New Zealand went into the match as defending Games champions, but only four of the gold medal-winning team from the Gold Coast were on the field in Birmingham.
New Zealand’s performance, against the Tokyo Olympic bronze medallists, and in front of a massively noisy pro-England crowd, was outstanding.
In the early stages New Zealand made most of the running, including earning no less than seven penalty corners in the first five minutes.
But in the end, England had 13 shots at goal to New Zealand’s eight.
Both goalies were brilliant.

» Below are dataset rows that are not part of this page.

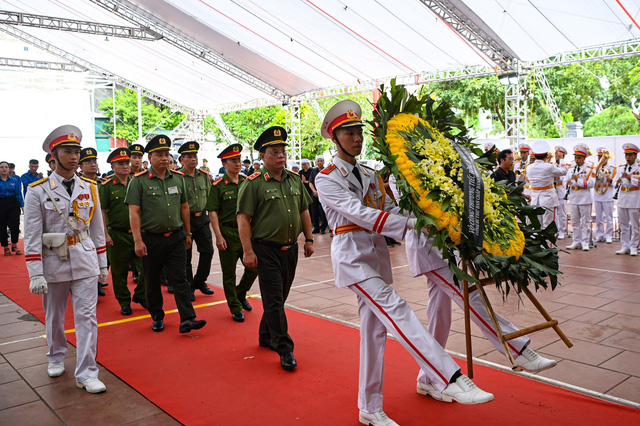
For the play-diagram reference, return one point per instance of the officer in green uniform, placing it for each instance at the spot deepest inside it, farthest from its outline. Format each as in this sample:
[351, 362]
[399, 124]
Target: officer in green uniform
[198, 186]
[222, 206]
[272, 211]
[88, 164]
[159, 218]
[120, 248]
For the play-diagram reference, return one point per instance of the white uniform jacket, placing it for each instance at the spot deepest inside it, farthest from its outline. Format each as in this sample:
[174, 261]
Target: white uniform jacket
[85, 258]
[629, 195]
[580, 189]
[541, 177]
[608, 171]
[363, 254]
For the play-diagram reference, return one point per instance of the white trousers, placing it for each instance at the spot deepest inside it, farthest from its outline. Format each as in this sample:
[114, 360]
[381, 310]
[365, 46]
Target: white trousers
[442, 291]
[581, 223]
[628, 220]
[604, 215]
[84, 298]
[561, 217]
[381, 309]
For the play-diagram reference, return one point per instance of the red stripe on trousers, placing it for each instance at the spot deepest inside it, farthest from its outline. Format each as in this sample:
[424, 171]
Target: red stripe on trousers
[402, 334]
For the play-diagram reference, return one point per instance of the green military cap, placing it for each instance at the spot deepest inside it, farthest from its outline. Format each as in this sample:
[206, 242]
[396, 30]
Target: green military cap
[119, 154]
[87, 154]
[190, 147]
[136, 148]
[273, 136]
[233, 150]
[158, 143]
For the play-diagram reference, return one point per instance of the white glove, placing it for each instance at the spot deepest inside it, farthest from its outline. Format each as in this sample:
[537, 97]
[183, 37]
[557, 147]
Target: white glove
[38, 285]
[104, 274]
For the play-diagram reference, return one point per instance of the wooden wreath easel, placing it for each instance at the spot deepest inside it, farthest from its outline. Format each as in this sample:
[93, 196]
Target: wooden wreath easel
[504, 338]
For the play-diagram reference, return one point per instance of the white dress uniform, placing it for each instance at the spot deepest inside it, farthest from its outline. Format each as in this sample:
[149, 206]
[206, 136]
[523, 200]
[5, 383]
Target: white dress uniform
[603, 202]
[361, 262]
[628, 205]
[580, 200]
[427, 261]
[77, 275]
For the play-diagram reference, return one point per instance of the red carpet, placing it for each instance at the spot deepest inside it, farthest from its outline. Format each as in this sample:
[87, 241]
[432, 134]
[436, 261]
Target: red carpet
[219, 375]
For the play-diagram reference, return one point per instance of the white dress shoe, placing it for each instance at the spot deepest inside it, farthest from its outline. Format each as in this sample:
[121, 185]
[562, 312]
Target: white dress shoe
[92, 385]
[376, 419]
[429, 389]
[465, 391]
[530, 361]
[55, 369]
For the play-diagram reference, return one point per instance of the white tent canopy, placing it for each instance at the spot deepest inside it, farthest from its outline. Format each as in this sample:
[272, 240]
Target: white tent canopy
[274, 49]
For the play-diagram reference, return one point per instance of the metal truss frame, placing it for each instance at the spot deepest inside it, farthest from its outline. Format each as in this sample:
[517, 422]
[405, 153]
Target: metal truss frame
[194, 49]
[72, 25]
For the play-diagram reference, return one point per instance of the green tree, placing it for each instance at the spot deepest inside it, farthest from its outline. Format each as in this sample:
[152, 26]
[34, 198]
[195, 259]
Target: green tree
[153, 116]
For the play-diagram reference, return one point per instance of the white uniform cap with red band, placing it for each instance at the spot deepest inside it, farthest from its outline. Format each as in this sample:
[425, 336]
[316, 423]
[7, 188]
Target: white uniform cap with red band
[540, 147]
[343, 114]
[561, 149]
[67, 135]
[581, 149]
[630, 148]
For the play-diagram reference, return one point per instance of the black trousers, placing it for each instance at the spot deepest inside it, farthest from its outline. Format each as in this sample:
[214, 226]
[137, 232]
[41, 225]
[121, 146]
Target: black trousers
[201, 236]
[276, 271]
[9, 217]
[170, 252]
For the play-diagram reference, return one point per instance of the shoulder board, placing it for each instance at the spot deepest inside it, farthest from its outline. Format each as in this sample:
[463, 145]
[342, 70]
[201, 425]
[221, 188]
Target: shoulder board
[38, 182]
[331, 167]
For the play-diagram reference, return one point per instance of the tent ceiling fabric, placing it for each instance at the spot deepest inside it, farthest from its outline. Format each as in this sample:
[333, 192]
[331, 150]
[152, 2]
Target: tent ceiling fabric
[299, 45]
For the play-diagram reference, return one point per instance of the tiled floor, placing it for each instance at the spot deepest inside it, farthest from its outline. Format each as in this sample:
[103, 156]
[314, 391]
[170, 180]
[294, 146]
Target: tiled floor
[597, 305]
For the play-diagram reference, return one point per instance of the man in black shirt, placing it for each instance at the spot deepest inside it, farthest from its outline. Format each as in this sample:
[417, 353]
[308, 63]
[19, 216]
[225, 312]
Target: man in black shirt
[505, 163]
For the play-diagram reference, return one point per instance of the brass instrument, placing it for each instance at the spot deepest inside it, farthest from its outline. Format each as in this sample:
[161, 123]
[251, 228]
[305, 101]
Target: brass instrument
[601, 176]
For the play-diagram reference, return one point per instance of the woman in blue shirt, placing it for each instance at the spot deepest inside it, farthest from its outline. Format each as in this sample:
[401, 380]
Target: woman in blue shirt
[10, 204]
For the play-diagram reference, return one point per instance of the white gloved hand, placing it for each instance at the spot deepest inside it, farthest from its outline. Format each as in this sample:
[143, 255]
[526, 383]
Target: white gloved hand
[104, 274]
[38, 285]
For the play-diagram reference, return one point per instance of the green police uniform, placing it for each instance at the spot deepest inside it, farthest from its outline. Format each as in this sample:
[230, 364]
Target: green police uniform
[161, 230]
[198, 187]
[223, 199]
[112, 196]
[275, 208]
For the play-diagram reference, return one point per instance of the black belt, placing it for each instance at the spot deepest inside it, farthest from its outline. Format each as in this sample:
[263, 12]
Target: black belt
[161, 234]
[114, 228]
[276, 245]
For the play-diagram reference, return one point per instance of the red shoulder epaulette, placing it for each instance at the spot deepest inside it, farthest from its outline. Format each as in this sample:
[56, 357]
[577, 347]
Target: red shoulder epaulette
[331, 167]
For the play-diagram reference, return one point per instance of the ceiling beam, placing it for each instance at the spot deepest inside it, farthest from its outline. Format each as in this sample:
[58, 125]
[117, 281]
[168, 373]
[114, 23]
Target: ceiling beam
[72, 25]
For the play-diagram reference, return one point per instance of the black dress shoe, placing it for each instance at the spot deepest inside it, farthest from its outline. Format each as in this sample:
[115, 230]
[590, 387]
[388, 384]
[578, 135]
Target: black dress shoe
[205, 289]
[141, 302]
[238, 316]
[157, 325]
[192, 324]
[246, 305]
[267, 344]
[288, 361]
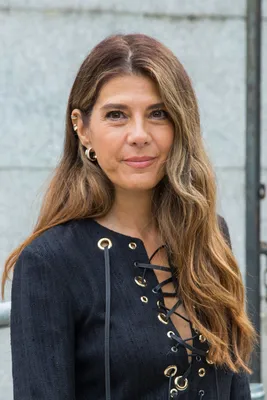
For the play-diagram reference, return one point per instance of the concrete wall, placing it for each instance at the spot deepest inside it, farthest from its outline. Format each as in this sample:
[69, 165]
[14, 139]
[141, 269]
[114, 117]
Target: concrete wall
[41, 47]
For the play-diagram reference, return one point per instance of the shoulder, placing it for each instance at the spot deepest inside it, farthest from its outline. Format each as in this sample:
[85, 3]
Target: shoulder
[59, 246]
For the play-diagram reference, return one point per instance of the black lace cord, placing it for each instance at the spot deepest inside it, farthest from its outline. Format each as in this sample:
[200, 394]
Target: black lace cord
[107, 324]
[201, 394]
[217, 383]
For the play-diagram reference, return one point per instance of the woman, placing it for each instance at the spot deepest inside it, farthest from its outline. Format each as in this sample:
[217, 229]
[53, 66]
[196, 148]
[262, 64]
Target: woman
[128, 288]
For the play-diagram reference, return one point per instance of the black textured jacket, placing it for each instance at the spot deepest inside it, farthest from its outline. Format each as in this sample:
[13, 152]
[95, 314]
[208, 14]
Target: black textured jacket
[90, 324]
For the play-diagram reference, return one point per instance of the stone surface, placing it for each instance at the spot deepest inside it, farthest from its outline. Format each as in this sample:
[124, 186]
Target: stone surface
[36, 79]
[231, 205]
[172, 7]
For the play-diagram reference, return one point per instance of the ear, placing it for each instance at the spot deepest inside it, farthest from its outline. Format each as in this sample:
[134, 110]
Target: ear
[79, 127]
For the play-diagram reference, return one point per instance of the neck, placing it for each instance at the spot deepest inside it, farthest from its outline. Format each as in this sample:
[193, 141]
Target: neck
[131, 214]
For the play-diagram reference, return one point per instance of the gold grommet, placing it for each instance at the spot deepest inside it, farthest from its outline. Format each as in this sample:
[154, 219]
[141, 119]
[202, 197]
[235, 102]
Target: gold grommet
[172, 392]
[162, 317]
[202, 338]
[170, 334]
[144, 299]
[104, 242]
[177, 383]
[171, 370]
[140, 281]
[201, 372]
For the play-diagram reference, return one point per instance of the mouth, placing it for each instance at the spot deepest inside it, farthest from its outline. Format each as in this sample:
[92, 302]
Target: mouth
[139, 162]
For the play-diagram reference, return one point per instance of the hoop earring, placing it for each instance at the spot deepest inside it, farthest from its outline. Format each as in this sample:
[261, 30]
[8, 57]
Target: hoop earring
[90, 154]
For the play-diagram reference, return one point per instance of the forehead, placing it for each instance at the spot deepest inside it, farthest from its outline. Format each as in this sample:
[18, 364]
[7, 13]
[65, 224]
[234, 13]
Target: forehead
[127, 88]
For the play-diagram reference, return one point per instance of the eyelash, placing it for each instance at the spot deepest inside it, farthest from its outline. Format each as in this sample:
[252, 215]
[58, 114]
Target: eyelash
[108, 115]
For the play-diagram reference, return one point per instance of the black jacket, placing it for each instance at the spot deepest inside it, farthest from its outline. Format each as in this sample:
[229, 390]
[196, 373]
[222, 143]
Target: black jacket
[83, 328]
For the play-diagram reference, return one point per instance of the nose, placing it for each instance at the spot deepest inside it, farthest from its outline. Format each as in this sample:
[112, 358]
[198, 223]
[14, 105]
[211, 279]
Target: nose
[138, 134]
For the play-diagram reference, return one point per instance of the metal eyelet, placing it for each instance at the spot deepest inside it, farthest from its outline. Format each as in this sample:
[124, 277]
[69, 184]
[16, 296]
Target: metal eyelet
[162, 317]
[171, 370]
[177, 383]
[173, 393]
[140, 281]
[202, 338]
[209, 361]
[170, 334]
[144, 299]
[104, 242]
[201, 372]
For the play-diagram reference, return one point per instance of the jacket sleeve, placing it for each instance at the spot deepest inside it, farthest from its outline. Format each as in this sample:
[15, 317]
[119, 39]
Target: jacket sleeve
[42, 332]
[240, 389]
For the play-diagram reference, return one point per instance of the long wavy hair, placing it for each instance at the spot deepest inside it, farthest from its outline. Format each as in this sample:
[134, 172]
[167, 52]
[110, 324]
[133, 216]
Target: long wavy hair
[184, 203]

For New Zealand, Grace O’Hanlon made three saves, while for England Maddy Hinch had to make six.
New Zealand coach Darren Smith was full of praise for his team.
“We played good hockey and created a lot of chances,” he said. “It was disappointing not to come through the shootout, but that’s a lottery.”
Smith said it was frustrating that New Zealand were unable to capitalise on any of the opportunities they created, but he fully commended the team’s defensive effort.
“The defence and the tackling was pretty fantastic. You had to admire the work of both goalies.”
New Zealand co-captain Megan Hull said she was extremely proud of a performance that was “nothing short of incredible”.
“There are a few shattered hearts for sure, but boy am I proud of what was achieved. We put everything into it and it just didn’t go our way.”
Pressed for areas that might be improved on, Hull mentioned that perhaps the team could be more clinical around penalty corners and in the circle, but she said overall the team defended like Trojans and deserved nothing but praise.
The New Zealand men bowed out of the hockey medal reckoning when they went down 4-3 to South Africa in their final pool match.
The New Zealanders had an unfortunate start and found themselves 2-0 down after seven minutes.
After that, New Zealand got themselves into the game and ended up having more of the possession and spending two-thirds of the time on attack. They earned 14 penalty corners to South Africa’s six.
The problem for New Zealand was that South Africa made the most of the chances they did have, whereas New Zealand were constantly thwarted by the South African defence.
For New Zealand Sam Lane, Hugo Inglis and Jake Smith scored goals. When Inglis scored the third goal from a penalty corner, in the 37th minute, it was 3-3 and it seemed New Zealand might have snuck the result needed to get through to the semi-finals.
However Connor Beauchamp scored a fourth goal for South Africa from a penalty corner in the 53rd minute and New Zealand were unable to draw level again. They earned one more penalty corner and kept pressing, but to no avail.
The men will play Wales in a playoff for 5th/6th on August 8 at 5am. The women play India in the bronze medal match on August 7 at 8pm.